Background: Activation of RhoA/Rho kinase (ROK) pathway by angiotensin II (Ang II) is involved in the pathophysiology of hypertension and remodeling. In Bartter's and Gitelman's syndrome (BS/GS), the short-term and long-term signaling of Ang II are blunted. The BS/GS have also reduced expression and response on Ang II challenge of ROK, which indicate downregulation of RhoA/ROK pathway. As causes for RhoA/ROK downregulation in BS/GS, we hypothesized an alteration at the level of the upstream regulators of RhoA such as reduced expression of Rho guanine nucleotide exchange factor (RhoGEF), which links activation of G protein-coupled receptors to RhoA/ROK signaling or increased guanine nucleotide dissociation inhibitor (RhoGDI), which inhibits dissociation of GDP from GDI maintaining RhoA in an inactive state.
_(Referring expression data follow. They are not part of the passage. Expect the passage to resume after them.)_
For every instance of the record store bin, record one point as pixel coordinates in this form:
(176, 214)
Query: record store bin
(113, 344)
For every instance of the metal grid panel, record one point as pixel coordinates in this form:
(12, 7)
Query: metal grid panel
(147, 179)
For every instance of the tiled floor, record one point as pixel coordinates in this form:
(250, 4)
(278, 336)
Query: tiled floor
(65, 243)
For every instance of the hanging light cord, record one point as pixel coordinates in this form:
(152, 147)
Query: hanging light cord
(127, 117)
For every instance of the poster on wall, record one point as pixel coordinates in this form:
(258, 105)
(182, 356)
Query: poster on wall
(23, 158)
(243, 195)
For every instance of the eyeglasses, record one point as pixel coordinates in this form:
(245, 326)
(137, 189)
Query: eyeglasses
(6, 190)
Methods: In mononuclear cells of 9 BS/GS and 9 healthy controls (C), we looked at gene and protein expression (reverse transcriptase-polymerase chain reaction (RT-PCR) and Western blot) of RhoA, RhoGEF, and RhoGDI.
Results: In BS/GS RhoA gene and protein expression were not different from C. Also RhoGDI mRNA and protein levels were not different. On the contrary, p115RhoGEF mRNA and protein levels were reduced in BS/GS.
Conclusions: Reduced p115RhoGEF may explain the downregulation of RhoA/ROK pathway in BS/GS. This is the first report of upstream regulators of RhoA level in BS/GS, a human clinical condition characterized by reduced vascular tone regulation. Because BS/GS represent the mirror image of derangements involved in hypertension, the reduced RhoGEF expression in BS/GS underlines a major impact of RhoA/ROK pathway on blood pressure regulation and confirms BS/GS as a good human model for exploring mechanisms involved in the pathophysiology of hypertension and remodeling.